Gradient boosting regression selected 152 features to be important in the prediction model, with TotalSF, KitchenQual, OveralQual, and Baths (unsurprisingly) being selected as some of the top features.
Finally, we generated a model based on the average prediction (https://en.wikipedia.org/wiki/Ensemble_averaging_(machine_learn ing)) of Ridge, Lasso, Elastic Net, and Gradient Boosting Regression, figuring that the errors made by each individual model may be mitigated when weighted on average, and found that this model actually had the best Kaggle RMSE of 0.11973.

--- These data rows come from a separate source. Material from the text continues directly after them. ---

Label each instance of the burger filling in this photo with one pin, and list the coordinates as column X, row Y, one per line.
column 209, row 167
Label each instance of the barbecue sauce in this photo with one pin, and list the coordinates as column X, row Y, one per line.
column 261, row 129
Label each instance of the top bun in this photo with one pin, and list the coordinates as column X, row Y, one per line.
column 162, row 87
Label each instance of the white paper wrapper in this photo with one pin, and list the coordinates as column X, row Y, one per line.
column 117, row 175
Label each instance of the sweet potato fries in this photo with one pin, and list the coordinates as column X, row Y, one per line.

In general, ridge regression seemed to outperform the other models with feature engineering, while support vector regression gave us our best individual score by inputting all features without engineering.
Some ways that we can create a more accurate predictive model are (1) to carefully choose feature engineering to remove more multicollinearity and create stronger predictor variables, (2) to identify outliers and be mindful when deciding to remove them, (3) to tune more hyperparameters (i.e. testing a polynomial kernel for SVR), and (4) try stacking, ensembling, and weighing models in various ways.